Alia Shawkat, whose team has included me since Search Party, takes a little more effort to fit into the more showy and declaiming Tyler. To be fair some of her rants (lifted by the source novelist) are more fashioned than natural but she does smooth it out and adds depth with some subtle pathos. If anything, her role is driven by denial and its friction with inevitability. A little stagy? Sure but she's just like that. Laura begins with a foundation whereas Tyler is on 11 from the start. It's a hard gig but Shawkat gives enough self-realisation to let us in before she turns into a pillar of caricature.

Fra Fee shows more than meets the eye and adds presence by (this will read like faint praise) being believably nice. Dermot Murphy as as the dark 'n' charismatic poet Marty has fun with his seducer-in-chief, offering clear allure and queasy danger.

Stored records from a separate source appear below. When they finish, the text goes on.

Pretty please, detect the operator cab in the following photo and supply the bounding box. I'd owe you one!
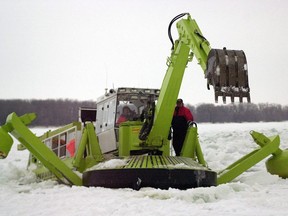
[80,87,160,154]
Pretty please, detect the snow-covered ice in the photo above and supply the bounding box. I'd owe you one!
[1,122,288,216]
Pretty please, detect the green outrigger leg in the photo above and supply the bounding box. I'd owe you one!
[0,112,82,186]
[217,130,283,185]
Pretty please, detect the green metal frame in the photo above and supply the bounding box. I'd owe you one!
[73,122,104,172]
[119,121,170,156]
[0,112,105,185]
[217,131,282,185]
[181,126,206,166]
[0,112,82,185]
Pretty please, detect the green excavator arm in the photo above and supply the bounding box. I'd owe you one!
[144,13,250,147]
[142,13,288,184]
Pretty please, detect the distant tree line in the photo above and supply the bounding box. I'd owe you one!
[187,103,288,123]
[0,99,287,126]
[0,99,95,126]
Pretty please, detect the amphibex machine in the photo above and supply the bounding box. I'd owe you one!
[0,13,287,190]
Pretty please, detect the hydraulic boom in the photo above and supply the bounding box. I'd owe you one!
[144,13,250,147]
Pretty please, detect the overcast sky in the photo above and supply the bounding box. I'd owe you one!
[1,0,287,105]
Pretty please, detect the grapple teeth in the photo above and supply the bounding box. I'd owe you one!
[205,48,250,103]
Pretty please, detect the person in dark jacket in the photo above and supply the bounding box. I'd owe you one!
[171,99,194,156]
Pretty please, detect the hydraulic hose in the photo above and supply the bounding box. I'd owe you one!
[168,13,189,50]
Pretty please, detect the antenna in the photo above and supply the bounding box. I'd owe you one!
[105,63,108,90]
[104,63,109,95]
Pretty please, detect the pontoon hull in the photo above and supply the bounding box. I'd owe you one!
[83,156,217,190]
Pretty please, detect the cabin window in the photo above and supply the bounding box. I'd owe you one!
[43,127,77,158]
[116,103,138,126]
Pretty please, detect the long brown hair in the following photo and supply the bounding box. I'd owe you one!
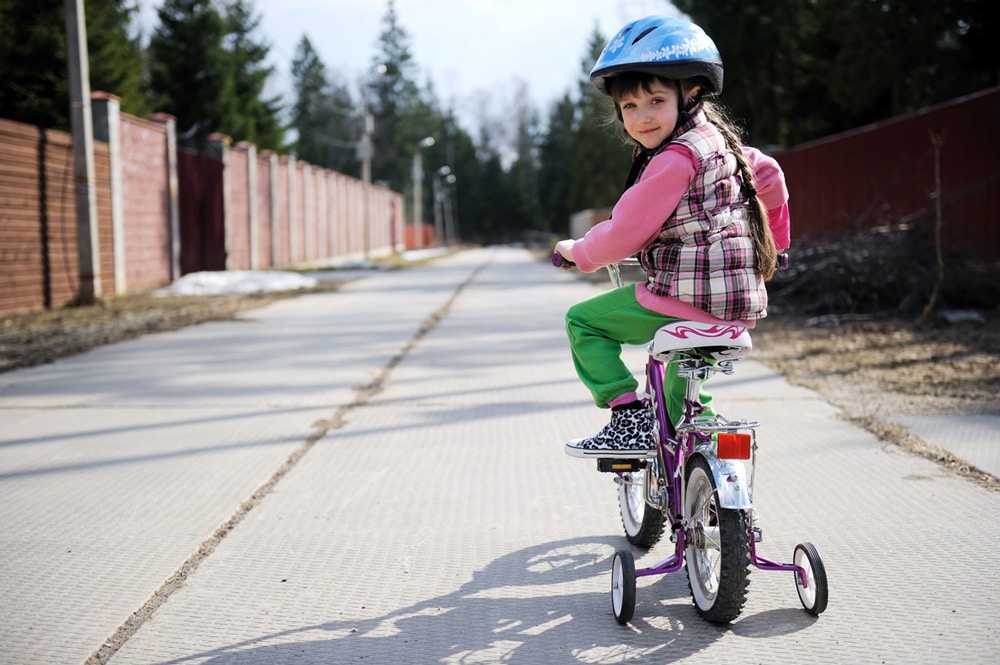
[703,102,778,281]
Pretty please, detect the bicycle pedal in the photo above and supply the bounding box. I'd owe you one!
[596,459,646,473]
[753,526,764,543]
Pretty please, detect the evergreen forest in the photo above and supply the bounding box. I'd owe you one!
[1,0,996,244]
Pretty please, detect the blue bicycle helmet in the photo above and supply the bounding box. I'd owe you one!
[590,15,724,96]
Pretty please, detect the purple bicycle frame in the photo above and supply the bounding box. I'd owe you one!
[631,353,811,588]
[633,355,686,577]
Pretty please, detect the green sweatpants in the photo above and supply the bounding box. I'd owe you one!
[565,283,714,426]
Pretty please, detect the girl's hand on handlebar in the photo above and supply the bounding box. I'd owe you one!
[553,239,576,269]
[552,252,575,269]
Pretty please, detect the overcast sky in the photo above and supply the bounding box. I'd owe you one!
[138,0,682,120]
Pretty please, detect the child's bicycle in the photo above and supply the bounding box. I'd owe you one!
[554,253,828,625]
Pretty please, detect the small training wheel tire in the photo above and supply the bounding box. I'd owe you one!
[611,549,636,624]
[793,542,829,616]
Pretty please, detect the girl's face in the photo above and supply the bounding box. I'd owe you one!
[617,80,680,150]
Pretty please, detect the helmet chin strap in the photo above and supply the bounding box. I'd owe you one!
[675,80,704,125]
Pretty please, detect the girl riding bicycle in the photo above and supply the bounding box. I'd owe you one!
[555,15,791,458]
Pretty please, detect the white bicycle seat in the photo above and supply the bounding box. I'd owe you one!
[648,321,752,362]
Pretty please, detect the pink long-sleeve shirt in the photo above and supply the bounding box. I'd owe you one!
[571,146,790,327]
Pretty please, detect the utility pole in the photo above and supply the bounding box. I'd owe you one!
[65,0,101,302]
[357,112,374,260]
[412,137,435,248]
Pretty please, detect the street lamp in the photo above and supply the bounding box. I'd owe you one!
[442,171,458,246]
[357,64,386,260]
[412,136,435,247]
[433,166,458,247]
[356,112,374,259]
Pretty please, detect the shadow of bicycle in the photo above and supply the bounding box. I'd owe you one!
[154,536,815,664]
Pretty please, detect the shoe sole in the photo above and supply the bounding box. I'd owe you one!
[564,445,656,459]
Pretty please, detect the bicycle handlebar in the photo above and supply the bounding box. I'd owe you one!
[551,252,574,269]
[555,252,788,272]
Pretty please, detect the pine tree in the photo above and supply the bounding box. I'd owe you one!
[368,0,423,191]
[147,0,237,148]
[537,27,632,232]
[88,0,148,117]
[537,93,578,234]
[0,0,145,129]
[325,79,361,176]
[0,1,65,128]
[673,0,999,146]
[222,0,284,151]
[290,36,333,166]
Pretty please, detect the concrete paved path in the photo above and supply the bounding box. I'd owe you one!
[1,246,998,664]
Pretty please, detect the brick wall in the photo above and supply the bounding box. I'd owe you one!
[2,104,406,317]
[0,118,114,314]
[119,114,172,291]
[772,87,1000,260]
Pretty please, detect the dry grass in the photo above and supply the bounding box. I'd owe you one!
[751,314,1000,490]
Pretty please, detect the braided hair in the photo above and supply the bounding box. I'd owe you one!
[702,102,778,281]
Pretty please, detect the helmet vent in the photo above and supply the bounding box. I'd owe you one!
[590,16,725,96]
[632,26,657,44]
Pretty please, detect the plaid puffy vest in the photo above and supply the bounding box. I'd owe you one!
[637,112,768,321]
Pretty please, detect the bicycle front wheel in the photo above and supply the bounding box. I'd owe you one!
[618,466,666,548]
[684,455,751,624]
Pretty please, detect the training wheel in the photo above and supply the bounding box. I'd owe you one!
[793,542,829,615]
[611,550,636,624]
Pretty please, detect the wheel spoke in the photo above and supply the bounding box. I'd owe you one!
[618,467,666,548]
[685,457,751,624]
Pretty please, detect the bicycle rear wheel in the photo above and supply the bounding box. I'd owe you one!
[684,455,751,624]
[618,465,666,548]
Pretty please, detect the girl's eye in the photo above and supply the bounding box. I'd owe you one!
[621,102,636,110]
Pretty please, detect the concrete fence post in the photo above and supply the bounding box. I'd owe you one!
[240,142,259,270]
[208,134,231,270]
[151,113,180,281]
[286,156,297,264]
[266,152,279,268]
[91,92,125,294]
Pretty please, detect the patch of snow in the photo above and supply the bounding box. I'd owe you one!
[154,249,451,296]
[155,271,318,297]
[401,248,450,261]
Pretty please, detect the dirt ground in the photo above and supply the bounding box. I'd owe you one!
[0,290,315,374]
[750,313,1000,491]
[2,246,998,490]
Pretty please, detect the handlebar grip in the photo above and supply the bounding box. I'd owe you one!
[552,252,575,268]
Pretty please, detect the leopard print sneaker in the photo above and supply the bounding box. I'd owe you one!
[565,407,657,458]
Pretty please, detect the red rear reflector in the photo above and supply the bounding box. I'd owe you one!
[717,433,752,459]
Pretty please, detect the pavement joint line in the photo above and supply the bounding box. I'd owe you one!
[844,412,1000,491]
[82,258,491,665]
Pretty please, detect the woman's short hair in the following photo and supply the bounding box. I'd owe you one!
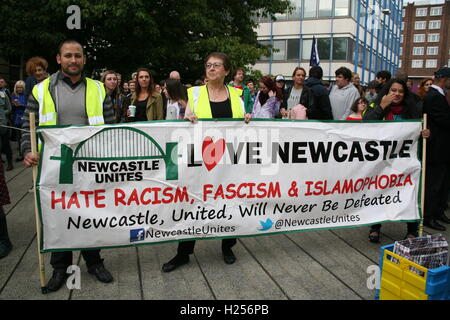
[13,80,26,96]
[205,52,231,72]
[25,57,48,76]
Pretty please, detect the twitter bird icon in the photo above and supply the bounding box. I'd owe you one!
[258,218,273,231]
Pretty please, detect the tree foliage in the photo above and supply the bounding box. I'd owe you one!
[0,0,291,82]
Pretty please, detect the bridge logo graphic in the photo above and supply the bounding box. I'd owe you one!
[50,127,179,184]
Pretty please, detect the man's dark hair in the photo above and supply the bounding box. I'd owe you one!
[376,70,391,81]
[58,39,84,55]
[335,67,352,81]
[309,66,323,80]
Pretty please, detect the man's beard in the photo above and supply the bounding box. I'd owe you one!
[63,64,82,76]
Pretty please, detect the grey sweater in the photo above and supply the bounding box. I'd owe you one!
[21,71,115,155]
[329,83,360,120]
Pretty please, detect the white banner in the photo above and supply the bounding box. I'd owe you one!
[36,120,422,251]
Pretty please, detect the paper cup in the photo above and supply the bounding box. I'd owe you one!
[128,105,136,117]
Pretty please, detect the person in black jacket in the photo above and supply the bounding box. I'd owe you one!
[363,78,429,242]
[423,67,450,231]
[280,67,314,118]
[304,66,333,120]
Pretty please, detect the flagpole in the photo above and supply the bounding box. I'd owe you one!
[419,114,427,237]
[30,112,48,294]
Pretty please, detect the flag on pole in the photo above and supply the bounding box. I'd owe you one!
[310,36,320,66]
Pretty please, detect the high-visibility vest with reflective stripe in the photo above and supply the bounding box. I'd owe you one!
[32,77,106,126]
[187,85,245,118]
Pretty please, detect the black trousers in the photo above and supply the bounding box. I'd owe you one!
[177,238,237,256]
[0,206,9,241]
[0,134,12,161]
[424,163,450,221]
[50,250,102,270]
[371,222,418,234]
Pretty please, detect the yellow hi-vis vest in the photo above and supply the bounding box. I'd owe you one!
[32,77,106,126]
[187,85,245,118]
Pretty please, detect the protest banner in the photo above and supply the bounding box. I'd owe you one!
[35,119,423,252]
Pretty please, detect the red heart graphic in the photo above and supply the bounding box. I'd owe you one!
[202,137,226,171]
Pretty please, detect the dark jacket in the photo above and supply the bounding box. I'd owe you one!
[280,85,315,119]
[363,94,422,121]
[304,77,333,120]
[423,87,450,164]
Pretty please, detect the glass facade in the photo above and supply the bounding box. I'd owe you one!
[259,37,352,62]
[256,0,402,83]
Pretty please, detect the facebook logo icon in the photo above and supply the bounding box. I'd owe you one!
[130,229,145,242]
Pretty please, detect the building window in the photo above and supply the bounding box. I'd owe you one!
[402,9,405,17]
[399,47,403,56]
[289,0,302,19]
[400,34,403,43]
[416,8,427,17]
[272,40,286,60]
[401,22,404,30]
[428,33,440,42]
[317,38,331,60]
[413,34,425,43]
[319,0,333,18]
[334,0,349,17]
[301,39,313,60]
[399,59,402,68]
[304,0,317,18]
[414,21,426,30]
[412,60,423,68]
[429,20,441,29]
[427,47,438,55]
[351,0,358,20]
[332,38,348,60]
[426,59,437,68]
[287,39,300,60]
[258,40,270,61]
[413,47,424,55]
[430,7,442,16]
[274,12,288,21]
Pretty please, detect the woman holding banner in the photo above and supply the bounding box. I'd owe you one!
[162,52,250,273]
[363,78,429,242]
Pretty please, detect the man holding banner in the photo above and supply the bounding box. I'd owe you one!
[21,40,115,292]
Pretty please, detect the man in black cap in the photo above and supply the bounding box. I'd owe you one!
[423,66,450,231]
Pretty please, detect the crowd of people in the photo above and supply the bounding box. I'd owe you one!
[0,39,450,293]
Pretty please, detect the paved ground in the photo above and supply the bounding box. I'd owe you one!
[1,153,449,300]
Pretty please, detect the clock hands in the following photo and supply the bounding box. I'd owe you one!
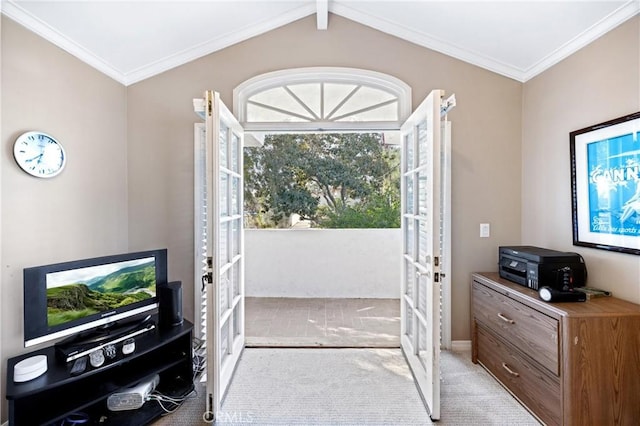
[25,154,44,163]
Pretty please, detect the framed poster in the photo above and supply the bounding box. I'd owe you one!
[570,111,640,255]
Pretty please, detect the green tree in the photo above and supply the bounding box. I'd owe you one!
[317,189,401,228]
[244,133,400,228]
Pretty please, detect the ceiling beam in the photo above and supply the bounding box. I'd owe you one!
[316,0,328,30]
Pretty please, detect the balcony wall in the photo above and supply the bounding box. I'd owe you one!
[245,229,401,299]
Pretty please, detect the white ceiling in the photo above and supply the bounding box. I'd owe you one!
[3,1,638,86]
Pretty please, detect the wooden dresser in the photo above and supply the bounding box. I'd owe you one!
[471,272,640,426]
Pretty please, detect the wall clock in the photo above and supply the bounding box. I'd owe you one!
[13,131,66,178]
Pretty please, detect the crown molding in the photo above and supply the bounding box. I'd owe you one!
[522,0,639,82]
[2,1,316,86]
[3,1,638,86]
[122,3,316,86]
[331,1,640,84]
[2,1,126,84]
[329,2,526,82]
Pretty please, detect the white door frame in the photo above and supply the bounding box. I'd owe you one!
[399,89,453,420]
[193,87,454,420]
[194,91,246,421]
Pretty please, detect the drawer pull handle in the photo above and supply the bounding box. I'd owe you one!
[497,313,515,324]
[502,362,520,377]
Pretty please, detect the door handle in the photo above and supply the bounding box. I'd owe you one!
[201,272,212,291]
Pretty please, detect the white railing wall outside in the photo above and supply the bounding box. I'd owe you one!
[245,229,401,299]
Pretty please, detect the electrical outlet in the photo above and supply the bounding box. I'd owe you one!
[480,223,490,238]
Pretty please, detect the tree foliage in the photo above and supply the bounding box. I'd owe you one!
[244,133,400,228]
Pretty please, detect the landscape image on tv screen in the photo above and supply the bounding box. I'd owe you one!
[46,257,156,327]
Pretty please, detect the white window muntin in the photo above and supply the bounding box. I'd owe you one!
[234,67,412,132]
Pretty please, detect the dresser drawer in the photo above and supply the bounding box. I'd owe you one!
[473,280,559,375]
[477,325,561,426]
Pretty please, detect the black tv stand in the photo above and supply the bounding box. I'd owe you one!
[6,319,194,426]
[55,316,156,362]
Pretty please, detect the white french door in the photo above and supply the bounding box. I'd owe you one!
[195,91,245,420]
[400,89,452,420]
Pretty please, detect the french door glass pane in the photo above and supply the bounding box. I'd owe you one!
[418,172,428,216]
[417,121,428,165]
[405,259,414,298]
[232,177,240,215]
[418,322,427,368]
[232,261,241,298]
[405,303,414,340]
[405,175,414,214]
[220,222,229,265]
[221,318,230,364]
[220,270,229,311]
[418,220,428,266]
[220,173,229,216]
[404,133,414,170]
[404,218,414,257]
[233,307,241,337]
[231,133,240,173]
[418,274,427,315]
[232,219,241,257]
[219,125,228,168]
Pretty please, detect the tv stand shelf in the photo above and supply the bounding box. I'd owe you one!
[6,319,193,426]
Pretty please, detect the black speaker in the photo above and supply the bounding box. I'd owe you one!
[539,286,586,303]
[158,281,183,328]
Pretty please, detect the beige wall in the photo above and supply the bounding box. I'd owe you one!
[522,16,640,302]
[1,16,128,418]
[3,11,636,422]
[127,14,523,342]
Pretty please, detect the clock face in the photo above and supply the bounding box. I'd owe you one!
[13,131,66,178]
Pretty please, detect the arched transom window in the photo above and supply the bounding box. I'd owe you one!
[234,68,411,132]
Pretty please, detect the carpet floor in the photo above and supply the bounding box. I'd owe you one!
[152,348,540,425]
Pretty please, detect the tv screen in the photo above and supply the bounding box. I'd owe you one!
[24,249,167,347]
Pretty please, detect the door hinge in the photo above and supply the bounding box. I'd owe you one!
[434,256,440,267]
[441,93,456,116]
[206,91,213,117]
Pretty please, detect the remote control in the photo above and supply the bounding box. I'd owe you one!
[70,357,87,376]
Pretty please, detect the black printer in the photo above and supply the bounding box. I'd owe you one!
[498,246,586,291]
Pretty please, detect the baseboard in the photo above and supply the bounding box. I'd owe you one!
[451,340,471,352]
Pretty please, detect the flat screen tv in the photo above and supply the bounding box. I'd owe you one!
[23,249,167,347]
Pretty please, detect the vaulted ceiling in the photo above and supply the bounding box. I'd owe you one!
[2,1,638,86]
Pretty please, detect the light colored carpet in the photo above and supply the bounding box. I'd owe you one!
[152,349,540,425]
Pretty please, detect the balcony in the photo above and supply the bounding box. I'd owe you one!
[244,228,401,347]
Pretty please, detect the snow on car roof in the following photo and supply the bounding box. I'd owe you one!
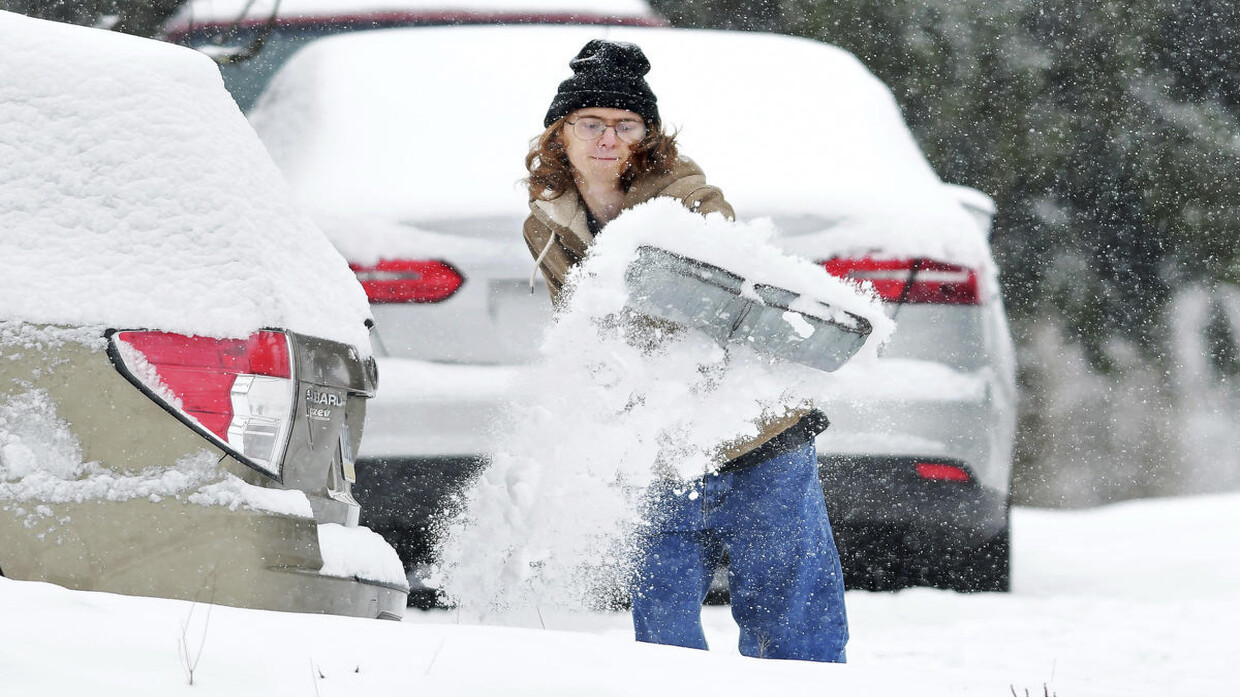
[167,0,657,26]
[0,11,372,350]
[248,25,991,266]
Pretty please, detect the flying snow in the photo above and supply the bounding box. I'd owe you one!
[434,199,892,615]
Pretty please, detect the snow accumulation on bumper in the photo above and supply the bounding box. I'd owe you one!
[0,367,406,619]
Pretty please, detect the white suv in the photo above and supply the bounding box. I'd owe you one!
[248,24,1017,599]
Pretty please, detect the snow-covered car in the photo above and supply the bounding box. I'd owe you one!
[0,11,407,618]
[247,25,1018,597]
[162,0,666,110]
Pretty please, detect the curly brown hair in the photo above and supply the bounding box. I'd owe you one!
[524,116,679,201]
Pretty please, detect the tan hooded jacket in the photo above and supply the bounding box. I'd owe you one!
[521,156,822,467]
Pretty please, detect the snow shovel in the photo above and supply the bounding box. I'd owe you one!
[622,245,873,372]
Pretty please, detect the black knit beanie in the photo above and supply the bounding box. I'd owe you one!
[544,40,660,128]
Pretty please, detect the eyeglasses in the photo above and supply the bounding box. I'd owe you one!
[565,116,648,144]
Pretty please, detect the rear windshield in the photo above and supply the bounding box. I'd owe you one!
[180,27,323,110]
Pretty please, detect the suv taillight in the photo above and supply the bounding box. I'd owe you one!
[349,259,464,303]
[109,330,296,479]
[915,462,972,483]
[820,257,981,305]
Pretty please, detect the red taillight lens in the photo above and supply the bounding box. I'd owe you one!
[244,331,292,377]
[110,330,295,479]
[820,257,980,305]
[915,462,972,482]
[349,259,464,304]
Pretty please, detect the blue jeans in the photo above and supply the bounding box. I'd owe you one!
[631,441,848,662]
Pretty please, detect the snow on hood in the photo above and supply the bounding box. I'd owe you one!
[0,11,372,351]
[166,0,657,27]
[248,25,986,264]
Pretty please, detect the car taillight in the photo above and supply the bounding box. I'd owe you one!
[915,462,972,483]
[109,330,296,479]
[349,259,464,304]
[820,257,981,305]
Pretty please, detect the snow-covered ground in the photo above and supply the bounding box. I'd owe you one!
[4,491,1234,696]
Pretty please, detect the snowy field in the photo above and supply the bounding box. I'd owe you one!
[4,491,1235,696]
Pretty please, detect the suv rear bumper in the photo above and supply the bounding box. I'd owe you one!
[819,454,1009,591]
[355,359,1016,598]
[820,454,1008,540]
[0,497,408,619]
[353,452,1011,600]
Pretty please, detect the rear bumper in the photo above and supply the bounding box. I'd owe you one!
[0,498,408,619]
[355,358,1016,597]
[819,454,1008,543]
[813,360,1016,495]
[811,387,1013,573]
[817,454,1008,591]
[268,567,408,620]
[352,453,1010,591]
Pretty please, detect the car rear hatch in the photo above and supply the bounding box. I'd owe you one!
[283,331,377,525]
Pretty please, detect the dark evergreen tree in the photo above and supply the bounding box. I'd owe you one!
[650,0,1240,501]
[650,0,1240,357]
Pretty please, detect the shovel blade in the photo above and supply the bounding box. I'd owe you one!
[623,246,873,372]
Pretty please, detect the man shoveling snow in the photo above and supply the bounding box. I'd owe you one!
[435,39,891,663]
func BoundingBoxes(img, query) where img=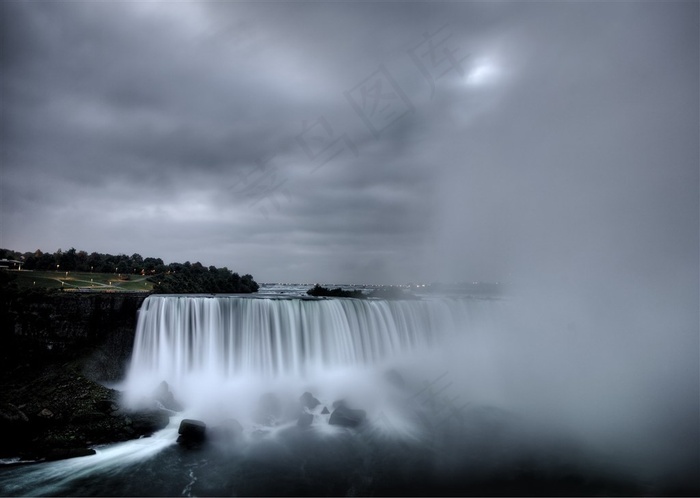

This film has been called Withnail and I for girls. Hmm. Couple of things. Withnail and I was released in the '80s but set in the '60s. The two men face the prospect of having to grow up while the "greatest decade in the history of mankind" comes to a shambling, exhausted close. It's not entirely nostalgia; the '70s await with hard times and if these boys are actors they are going to have to start acting. That theme of youth's shelf life is common to both films but Laura and Tyler are lodged deeply into a social environment that is not about to reject them, those own-bootstraps are going to take a lot more pulling. Absent from the friendship of Tyler and Laura is the male reserve that prevents declaration of it: they love each other enough never to need to utter the "as friends" qualification. This, tellingly, is clearest when they are bickering which they do increasingly and with increasing stakes. Withnail and I is a deserved modern classic, effortlessly quotable and always enjoyable on a re-watch. Animals is a different case, using the language of cinema more delicately and getting in closer. The comparison doesn't hurt either film but is unhelpful.

I was hungover at the Nova (rhyme! well, in an Australian accent) and the sight of all that drinking was making me wince so perhaps I was well placed to sweep the infection of the fun from the slide and look more closely at the story of the women and how they were going to cope with that scission that must affect every relationship that starts in youth and continues to maturity. Also, I had a guilty recognition watching Laura tinker at her writing and frequently feeling like an impostor. Did that for a little over a decade with about the same to show for it. It was really meant to be something to start with  but in time it turned into a social introduction. And I was younger and rallying around with the same kind of fun folk. A drink always sounded better than editing. It had a painful resonance.

Pain and resonance are real flavours in the mix here but so are so much else. Animals is neither the jolly japes of young bohemians larking about as laddish ladies but nor is it a chick flick. Just as the greatest children's cinema works because everyone who watches it is or has been a child, everyone who knows the fear of leaving youth will find something here. I personally maintain that we are far better able to deal with accounts of our own lives if we dispense with nostalgia and recall the instruction of the years, for good and ill (this can be easier said than done, though). This story involves a lot of weakness but it is a tale of strength.